We often hear concerns that AI will “replace people”. It sounds scary, but reality is much simpler: technology does not fire people, it liberates them. Not from jobs, but from routine tasks. From actions that no one likes, but that consume time. Companies that understand this don’t just implement “smart” tools, they change the very structure of work, leaving people with what really drives the business.

When we launched our own AI voice assistant at RedCore, expectations were typical: some of the team were worried that they would now be “replaced”. But the result was the exact opposite. The assistant removed the routine — endless repetitive calls, monotonous scripts, identical clarifications — and the team finally gained hours of conscious, useful work: data analysis, hypothesis testing, strategic planning. The very things that bring real value to the company.

This is not a local story — it is a global trend. According to Gartner estimates, global spending on AI will reach $1.5 trillion in 2025. And importantly, the main growth comes not from “trendy applications” but from infrastructure.

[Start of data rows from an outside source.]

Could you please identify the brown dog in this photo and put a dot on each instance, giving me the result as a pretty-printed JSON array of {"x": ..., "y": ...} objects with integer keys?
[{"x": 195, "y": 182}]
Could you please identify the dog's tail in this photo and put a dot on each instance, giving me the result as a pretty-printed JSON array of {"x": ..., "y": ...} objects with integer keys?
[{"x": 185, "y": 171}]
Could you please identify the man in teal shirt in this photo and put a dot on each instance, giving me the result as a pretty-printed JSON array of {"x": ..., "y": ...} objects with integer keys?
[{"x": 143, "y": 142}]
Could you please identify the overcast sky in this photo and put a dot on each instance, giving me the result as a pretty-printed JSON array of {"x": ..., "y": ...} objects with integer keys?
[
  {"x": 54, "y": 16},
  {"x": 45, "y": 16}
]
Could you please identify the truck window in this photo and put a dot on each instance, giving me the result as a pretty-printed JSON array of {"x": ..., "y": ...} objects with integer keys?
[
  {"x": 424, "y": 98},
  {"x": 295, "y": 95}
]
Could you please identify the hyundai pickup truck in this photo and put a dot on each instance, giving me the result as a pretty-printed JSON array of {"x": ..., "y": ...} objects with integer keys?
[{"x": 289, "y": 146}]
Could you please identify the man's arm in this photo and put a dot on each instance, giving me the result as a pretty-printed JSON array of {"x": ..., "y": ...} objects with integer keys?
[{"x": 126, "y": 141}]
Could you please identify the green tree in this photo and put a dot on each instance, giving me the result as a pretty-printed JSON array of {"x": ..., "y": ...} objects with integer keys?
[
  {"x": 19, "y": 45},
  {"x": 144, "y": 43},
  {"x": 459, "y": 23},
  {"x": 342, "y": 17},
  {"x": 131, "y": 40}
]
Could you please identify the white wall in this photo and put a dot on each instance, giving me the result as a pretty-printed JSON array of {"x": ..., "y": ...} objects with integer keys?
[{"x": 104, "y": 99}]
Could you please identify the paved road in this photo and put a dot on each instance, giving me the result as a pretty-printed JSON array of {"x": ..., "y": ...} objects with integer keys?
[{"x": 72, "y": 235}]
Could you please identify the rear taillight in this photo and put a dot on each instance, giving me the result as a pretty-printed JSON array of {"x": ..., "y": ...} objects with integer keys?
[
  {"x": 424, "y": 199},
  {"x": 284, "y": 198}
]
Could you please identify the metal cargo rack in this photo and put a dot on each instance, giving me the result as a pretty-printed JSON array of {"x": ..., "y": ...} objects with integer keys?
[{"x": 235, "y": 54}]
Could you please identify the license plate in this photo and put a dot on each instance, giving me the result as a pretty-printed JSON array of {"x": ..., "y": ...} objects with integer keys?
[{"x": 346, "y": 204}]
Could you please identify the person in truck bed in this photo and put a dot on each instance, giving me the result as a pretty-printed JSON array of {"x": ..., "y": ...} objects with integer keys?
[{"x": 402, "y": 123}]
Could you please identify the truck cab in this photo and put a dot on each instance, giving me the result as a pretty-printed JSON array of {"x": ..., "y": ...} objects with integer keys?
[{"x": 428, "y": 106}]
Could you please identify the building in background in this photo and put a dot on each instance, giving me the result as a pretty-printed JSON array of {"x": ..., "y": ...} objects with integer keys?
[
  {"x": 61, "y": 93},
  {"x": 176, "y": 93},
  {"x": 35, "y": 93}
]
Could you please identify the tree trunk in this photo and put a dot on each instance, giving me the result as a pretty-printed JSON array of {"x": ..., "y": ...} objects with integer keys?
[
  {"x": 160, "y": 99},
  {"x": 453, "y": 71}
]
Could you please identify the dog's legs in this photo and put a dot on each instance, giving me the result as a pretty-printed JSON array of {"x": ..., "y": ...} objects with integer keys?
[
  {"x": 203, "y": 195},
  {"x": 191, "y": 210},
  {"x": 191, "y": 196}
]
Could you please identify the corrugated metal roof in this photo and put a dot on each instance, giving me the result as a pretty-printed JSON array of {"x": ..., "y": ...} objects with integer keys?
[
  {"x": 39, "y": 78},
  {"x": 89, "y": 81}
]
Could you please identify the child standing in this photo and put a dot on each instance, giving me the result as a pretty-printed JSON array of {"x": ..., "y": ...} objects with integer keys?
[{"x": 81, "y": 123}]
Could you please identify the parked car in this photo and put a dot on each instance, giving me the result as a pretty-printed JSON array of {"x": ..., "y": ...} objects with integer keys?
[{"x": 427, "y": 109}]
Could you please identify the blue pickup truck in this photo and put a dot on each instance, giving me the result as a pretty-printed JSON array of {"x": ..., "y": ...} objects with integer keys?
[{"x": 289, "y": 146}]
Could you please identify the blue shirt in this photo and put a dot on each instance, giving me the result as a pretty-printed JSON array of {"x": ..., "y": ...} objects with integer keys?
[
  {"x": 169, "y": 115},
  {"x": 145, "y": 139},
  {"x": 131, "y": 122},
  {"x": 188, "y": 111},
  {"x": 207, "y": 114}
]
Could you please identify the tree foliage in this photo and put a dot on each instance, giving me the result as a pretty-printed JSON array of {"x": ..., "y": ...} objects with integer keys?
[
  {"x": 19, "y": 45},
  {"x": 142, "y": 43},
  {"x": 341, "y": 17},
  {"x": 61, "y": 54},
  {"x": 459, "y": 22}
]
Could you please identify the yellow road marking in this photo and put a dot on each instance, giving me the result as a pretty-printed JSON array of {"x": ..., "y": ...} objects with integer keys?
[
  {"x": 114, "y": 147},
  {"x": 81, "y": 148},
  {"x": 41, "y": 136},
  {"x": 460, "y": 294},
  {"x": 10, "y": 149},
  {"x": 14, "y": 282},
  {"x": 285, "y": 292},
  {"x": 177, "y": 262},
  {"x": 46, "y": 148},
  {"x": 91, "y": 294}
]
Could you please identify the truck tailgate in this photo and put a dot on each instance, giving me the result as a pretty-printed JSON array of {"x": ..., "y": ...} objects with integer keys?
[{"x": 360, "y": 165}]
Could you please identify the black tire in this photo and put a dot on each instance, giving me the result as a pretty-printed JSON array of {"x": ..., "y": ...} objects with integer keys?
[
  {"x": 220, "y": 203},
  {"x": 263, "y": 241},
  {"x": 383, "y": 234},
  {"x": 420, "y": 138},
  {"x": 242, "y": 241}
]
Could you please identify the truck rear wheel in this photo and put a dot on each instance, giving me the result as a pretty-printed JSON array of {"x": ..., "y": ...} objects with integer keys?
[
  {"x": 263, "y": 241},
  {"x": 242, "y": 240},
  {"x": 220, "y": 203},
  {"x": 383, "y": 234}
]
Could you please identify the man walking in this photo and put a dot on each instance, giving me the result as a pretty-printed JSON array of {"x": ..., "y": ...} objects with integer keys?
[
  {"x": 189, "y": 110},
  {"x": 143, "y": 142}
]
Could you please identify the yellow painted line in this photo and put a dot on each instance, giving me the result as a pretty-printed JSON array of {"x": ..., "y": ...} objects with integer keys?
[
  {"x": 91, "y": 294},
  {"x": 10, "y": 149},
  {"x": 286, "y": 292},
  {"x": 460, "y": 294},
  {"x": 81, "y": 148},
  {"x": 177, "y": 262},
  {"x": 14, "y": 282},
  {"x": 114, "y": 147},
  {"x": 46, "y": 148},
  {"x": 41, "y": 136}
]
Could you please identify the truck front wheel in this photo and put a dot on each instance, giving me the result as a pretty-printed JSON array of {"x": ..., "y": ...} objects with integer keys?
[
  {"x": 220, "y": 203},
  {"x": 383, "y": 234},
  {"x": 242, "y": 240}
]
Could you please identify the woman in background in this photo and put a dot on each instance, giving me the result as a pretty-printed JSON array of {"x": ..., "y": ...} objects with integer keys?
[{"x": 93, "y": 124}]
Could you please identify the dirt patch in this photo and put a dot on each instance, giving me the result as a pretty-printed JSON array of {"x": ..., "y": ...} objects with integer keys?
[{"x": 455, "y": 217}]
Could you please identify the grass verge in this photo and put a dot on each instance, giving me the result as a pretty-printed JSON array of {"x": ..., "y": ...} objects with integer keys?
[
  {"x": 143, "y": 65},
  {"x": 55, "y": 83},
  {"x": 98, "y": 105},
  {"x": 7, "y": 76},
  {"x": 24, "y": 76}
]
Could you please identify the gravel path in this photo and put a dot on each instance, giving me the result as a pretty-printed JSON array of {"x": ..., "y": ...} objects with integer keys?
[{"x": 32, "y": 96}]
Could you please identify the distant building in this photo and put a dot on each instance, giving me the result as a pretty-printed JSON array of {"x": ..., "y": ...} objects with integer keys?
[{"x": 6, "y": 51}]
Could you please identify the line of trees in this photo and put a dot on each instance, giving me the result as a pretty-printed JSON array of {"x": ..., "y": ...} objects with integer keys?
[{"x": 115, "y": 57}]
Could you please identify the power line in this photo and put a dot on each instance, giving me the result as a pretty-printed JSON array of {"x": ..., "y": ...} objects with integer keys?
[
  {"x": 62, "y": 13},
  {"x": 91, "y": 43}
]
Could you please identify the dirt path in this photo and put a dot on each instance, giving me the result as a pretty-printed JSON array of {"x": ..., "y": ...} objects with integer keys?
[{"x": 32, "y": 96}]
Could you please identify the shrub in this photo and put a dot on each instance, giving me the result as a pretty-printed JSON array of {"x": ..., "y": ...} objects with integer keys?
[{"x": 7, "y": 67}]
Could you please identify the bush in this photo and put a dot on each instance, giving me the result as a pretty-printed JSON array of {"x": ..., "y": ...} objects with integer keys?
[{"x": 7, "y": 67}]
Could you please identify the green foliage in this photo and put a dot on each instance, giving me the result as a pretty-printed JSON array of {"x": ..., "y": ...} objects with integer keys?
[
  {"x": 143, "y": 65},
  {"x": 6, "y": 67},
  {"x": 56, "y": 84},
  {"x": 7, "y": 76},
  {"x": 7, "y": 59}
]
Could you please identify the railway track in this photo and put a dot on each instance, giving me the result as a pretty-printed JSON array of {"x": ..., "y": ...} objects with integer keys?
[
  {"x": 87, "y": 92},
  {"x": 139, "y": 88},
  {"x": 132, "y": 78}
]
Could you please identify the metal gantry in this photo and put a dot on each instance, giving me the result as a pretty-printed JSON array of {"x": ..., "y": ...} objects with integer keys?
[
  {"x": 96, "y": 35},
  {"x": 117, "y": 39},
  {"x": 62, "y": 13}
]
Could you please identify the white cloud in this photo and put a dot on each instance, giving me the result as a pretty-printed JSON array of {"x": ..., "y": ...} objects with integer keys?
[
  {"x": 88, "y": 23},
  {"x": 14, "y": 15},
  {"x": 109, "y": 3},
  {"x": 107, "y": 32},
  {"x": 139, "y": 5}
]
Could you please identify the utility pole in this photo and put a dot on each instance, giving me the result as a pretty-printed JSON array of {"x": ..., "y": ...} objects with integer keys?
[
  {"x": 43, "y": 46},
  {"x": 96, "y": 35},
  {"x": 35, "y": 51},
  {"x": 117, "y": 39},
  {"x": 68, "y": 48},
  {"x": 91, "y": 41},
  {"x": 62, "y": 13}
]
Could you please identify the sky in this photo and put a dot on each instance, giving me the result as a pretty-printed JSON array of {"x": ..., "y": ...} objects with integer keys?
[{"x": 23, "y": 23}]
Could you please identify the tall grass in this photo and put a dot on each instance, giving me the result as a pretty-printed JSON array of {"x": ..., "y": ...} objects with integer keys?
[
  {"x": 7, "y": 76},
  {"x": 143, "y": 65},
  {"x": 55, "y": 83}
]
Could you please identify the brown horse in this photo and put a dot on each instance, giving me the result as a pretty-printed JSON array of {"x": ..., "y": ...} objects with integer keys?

GPU servers, specialized chips, hardware for large models — all of this creates a foundation that allows companies to rebuild processes rather than play with fancy AI.

Generative AI is another hot spot. In 2025, its market will grow to $644 billion. And spending on AI software infrastructure will nearly double — from ~$57 billion to ~$126 billion in one year. People do not invest in things that replace humans. They invest in things that make humans more efficient.

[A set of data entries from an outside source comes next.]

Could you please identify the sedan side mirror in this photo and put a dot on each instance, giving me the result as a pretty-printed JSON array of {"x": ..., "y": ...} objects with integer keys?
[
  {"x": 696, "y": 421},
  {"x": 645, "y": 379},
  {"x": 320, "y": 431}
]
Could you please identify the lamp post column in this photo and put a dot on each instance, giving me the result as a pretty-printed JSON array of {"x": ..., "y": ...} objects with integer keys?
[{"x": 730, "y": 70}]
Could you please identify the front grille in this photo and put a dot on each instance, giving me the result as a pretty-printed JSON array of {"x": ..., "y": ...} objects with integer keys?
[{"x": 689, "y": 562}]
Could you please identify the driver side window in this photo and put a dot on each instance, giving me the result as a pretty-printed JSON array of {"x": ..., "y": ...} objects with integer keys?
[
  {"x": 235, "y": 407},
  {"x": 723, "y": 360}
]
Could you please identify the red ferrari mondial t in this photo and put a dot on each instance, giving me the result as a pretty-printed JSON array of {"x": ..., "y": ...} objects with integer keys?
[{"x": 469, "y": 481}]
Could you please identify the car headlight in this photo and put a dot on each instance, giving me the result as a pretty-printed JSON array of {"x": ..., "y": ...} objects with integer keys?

And the numbers confirm this. FullView records an average ROI on AI investments of $3.70 for every dollar invested. Productivity gains range from 26% to 55%. At the same time, the main myth is crumbling: McKinsey shows that up to 30% of tasks can be automated, but only about 5% of roles can be completely replaced. This means not displacement, but redistribution — when employees move from mechanics to thinking.

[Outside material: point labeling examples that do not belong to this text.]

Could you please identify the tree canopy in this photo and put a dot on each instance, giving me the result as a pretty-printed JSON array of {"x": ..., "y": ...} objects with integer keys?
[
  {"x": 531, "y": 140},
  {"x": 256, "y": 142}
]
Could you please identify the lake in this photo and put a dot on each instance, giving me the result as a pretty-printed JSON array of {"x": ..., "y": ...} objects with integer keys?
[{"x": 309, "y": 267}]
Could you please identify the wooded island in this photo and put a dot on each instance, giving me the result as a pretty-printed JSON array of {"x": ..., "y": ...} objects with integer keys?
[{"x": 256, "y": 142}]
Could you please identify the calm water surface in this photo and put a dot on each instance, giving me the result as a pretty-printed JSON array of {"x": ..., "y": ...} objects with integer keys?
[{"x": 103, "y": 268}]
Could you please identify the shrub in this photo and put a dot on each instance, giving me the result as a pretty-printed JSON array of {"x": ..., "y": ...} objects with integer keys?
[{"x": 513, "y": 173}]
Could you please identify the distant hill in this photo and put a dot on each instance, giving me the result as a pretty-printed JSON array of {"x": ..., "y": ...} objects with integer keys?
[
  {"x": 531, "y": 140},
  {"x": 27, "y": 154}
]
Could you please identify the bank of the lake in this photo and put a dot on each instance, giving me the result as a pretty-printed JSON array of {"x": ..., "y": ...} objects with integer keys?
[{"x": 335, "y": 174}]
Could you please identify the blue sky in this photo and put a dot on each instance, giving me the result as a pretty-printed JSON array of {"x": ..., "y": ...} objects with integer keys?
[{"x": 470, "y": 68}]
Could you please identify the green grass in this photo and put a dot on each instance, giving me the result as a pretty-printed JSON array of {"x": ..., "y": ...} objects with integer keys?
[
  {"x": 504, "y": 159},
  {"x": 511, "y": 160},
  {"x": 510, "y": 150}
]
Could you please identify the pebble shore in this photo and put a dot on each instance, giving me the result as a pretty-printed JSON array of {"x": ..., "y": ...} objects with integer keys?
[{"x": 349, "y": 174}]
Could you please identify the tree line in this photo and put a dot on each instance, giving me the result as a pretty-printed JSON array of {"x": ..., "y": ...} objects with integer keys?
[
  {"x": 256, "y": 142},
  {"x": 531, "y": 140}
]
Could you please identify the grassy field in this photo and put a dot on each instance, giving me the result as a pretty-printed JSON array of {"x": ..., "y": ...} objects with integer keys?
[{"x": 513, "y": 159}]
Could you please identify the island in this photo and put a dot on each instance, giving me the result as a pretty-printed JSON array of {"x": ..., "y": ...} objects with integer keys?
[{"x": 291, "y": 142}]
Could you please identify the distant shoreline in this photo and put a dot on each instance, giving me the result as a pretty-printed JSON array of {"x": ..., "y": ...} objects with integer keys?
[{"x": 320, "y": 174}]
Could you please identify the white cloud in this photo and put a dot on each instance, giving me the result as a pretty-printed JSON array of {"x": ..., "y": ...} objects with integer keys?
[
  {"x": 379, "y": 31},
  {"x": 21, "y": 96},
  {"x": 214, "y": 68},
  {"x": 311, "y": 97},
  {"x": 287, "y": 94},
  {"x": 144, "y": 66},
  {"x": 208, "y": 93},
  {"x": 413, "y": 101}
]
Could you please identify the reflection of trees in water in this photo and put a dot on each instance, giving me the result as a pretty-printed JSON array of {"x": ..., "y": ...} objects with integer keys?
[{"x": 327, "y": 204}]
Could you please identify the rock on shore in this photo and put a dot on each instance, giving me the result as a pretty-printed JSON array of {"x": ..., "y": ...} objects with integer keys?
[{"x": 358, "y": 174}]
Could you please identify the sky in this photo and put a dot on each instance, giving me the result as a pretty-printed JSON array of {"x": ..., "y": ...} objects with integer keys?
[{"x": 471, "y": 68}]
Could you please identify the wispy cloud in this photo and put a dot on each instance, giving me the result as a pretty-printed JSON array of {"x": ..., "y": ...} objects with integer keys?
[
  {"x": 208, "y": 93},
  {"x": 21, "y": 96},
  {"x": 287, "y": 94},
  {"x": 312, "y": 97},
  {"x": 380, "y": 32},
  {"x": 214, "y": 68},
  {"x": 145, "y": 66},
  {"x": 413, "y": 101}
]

But it is important to see the other side as well. Gartner warns that up to 40% of agent AI projects may be shut down by 2027. The reasons are typical: significant costs, poor management, and lack of real business return. Many companies like to “implement AI for the sake of AI,” focusing on technical metrics and forgetting about human, economic, and safety parameters. Typical mistakes include launching models without validating business hypotheses, measuring quality using metrics such as accuracy or ROC-AUC instead of real impact on key indicators (P&L, NPS, conversion), and ignoring UX and the role of humans in the decision-making cycle. As a result, AI becomes a plaything rather than a system.

The correct frame is different. For example, we do not build technologies that replace people. At RedCore, we build technologies that remove everything unnecessary from work and give people the opportunity to do what they are needed for in business: think, make decisions, and form strategies. Machines cover the process — people create progress.

This decade, the winners will not be those who try to copy the market. But those who learn to build symbiosis: AI as the executer, humans as the architects. When technology does not compete with humans, but empowers them. When automation is not reduction, but growth. When boredom ceases to be part of the profession.

It is not technology that changes the market — it is people who know how to use it.